最初はこのようなコーヒータイムを過ごす活動にとどまっていましたが、現在は勉強会やワークショップも開催するようになりました。摂食・嚥下など食に関することや、医療的ケア児のいる家庭の災害対策などをテーマに、専門家を講師に招いて会員の知識を深めています。
さらに昨年1月には訪問看護事業をスタートしました。看護師と一緒に医療的ケア児を育てた経験をもつ母親が同行し、相談に乗るというママケア独自の取り組みも行っています。また日中一時支援事業として、一時預かりも実施しています。

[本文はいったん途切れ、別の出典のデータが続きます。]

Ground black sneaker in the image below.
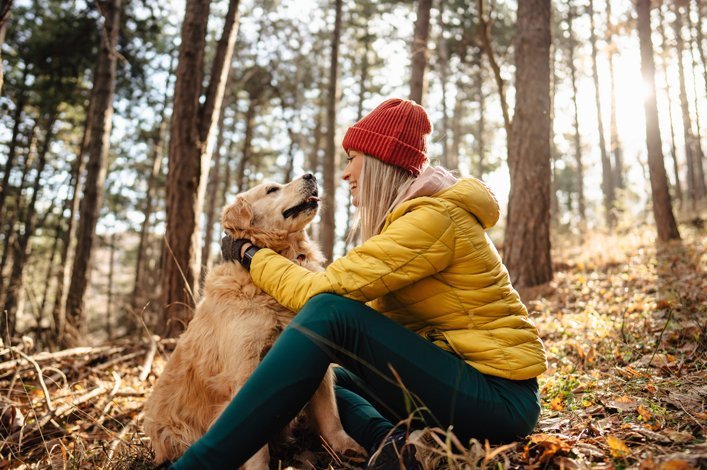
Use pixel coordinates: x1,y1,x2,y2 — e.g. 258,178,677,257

「私たちは医療的ケア児の一生を彩り豊かで楽しいものにしていきたい。そのための第一歩として訪問看護事業を手掛けました」と藤川さん。ゆくゆくは生活介護事業所や共同生活のできるグループホームもつくりたいという夢をもっています。
医療的ケア児支援法が施行されたのは令和3年。まだまだ制度が整わないなか、ママケアは大きな目標に向かって着実に歩を進めています。